Both versions will bring you up to speed on what this is all about.

Ok, so what of artificial intelligence in music?

Personally, I'm not sure.

Artificial intelligence provides consistent, reliable sounds every single time. All notes are in tune, all tones blend, and you have infinite flexibility. You can create anything you want.

So what's the problem?

Well, I enjoy the wrestling of "Does this chord work here?" or "That doesn't rhyme; let's try this combination". This is creativity to me.

But how we express our creativity changes over time and with the advancement of technology. Very few people use staff paper to compose, for example, because we have computer software that helps us.

Perhaps that is the issue--regardless of the tool I use to create, I am the source of the inspiration. The ideas are born from inside of me, influenced by my environment, history, fears and dreams, experiences, and upbringing.

With artificial intelligence, the idea is given to the machine--perhaps with very well identified prompts--but it's the machine, the algorithm, the software that creates the end result, not the person.

In addition, the algorithm is using data that was given to it, culled from publically available sources from the internet--and we know that the internet and its programming is fraught with biases, inaccuracies, and plain ole awfulness. In addition, we do not get a solid global perspective consistently with such tech--remember, all of this has to be programmed by people. 67% of programmers are white, 87% of programmers are male, and English is the main spoken language of programmers.

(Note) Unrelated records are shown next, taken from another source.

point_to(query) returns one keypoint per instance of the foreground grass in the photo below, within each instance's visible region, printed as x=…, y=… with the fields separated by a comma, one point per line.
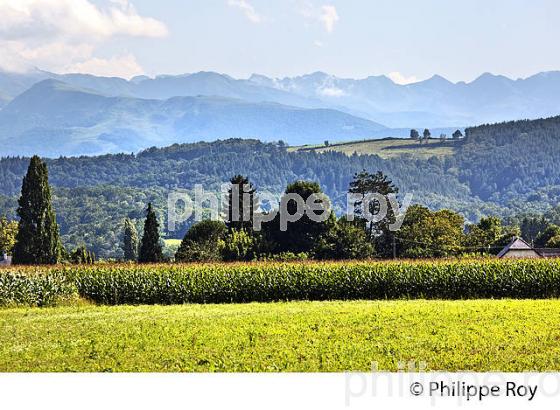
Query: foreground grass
x=481, y=335
x=389, y=148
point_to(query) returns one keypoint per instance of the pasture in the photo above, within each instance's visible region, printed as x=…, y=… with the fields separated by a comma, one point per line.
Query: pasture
x=477, y=335
x=388, y=148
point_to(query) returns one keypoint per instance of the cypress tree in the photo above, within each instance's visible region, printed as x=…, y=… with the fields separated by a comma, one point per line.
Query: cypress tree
x=243, y=201
x=37, y=241
x=151, y=251
x=130, y=241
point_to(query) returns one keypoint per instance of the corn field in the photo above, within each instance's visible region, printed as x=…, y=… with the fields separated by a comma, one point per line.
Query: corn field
x=268, y=281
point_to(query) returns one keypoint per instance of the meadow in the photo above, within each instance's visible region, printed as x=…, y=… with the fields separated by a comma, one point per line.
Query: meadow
x=388, y=148
x=476, y=335
x=168, y=284
x=452, y=315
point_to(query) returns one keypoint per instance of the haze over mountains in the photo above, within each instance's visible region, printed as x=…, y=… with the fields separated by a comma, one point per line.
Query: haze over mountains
x=75, y=114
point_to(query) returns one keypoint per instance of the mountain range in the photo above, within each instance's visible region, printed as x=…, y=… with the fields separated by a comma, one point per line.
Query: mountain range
x=85, y=114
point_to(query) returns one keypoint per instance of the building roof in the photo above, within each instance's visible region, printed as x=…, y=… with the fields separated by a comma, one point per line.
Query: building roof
x=517, y=244
x=549, y=252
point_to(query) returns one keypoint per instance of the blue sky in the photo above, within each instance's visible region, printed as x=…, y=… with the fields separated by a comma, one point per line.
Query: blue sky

So if you can put in a bunch of prompts and pop out a book or a symphony or an R&B album, then what is all this music theory or grammar studies or vocalese for?

This, I can answer:

Most people can tell the difference between good writing and bad, great orchestration and flat expression, soul from the heart versus notes thrown together.

In addition, in concert, I know how work to around wrong notes, missed codas and so on. I'm trained on how to do it, and experience has helped me hone those skills. How does that suss out when performing this music live? Is this a lip sync situation, or...?

Or maybe this form of art is not intended to be performed live. I can dig that, but it doesn't appear that there is any sort of plan other than let's produce some fake music and make some real money as fast as we can before people catch on.

But then how is the money made? You have to exchange the product for the cash. If folks are not happy about how the product is made (AI), then they're not giving up the cash. If they are happy with how the product is made, why would they give a machine-generated sound some cash when they can reverse engineer the sound and keep it for themselves?

And who is the artist, at this point? Copyright law tells us that you can't copyright an idea; you can copyright the expression of the idea.

This is very important:

The song Carol of the Bells is a fairly recognizable holiday song. Four sets of musicians can create variations of this song, and each one will have their own unique interpretation, thus creating four new works of art based on the idea of Carol of the Bells. The composer of the song would always be Mykola Leontovych , but Karolina Protsenko and the Mormon Tabernacle Choir and Pentatonix and Henry Rollins would express this idea in their own way.

If you're giving ideas to the machine to create, then the thing it produces can be copywritten, but then who is the artist? And when you copyright music, the music is protected 50 years after the artist's death. In an AI situation, who is the estate?

The technology is relatively new, and we are discovering in real time the ramifications of how we are using it. It's a Wild West situation right now, and time will reveal how humans took advantage of this moment.

Meanwhile, I'll be over here with my staff paper and pencil writing my next sonata.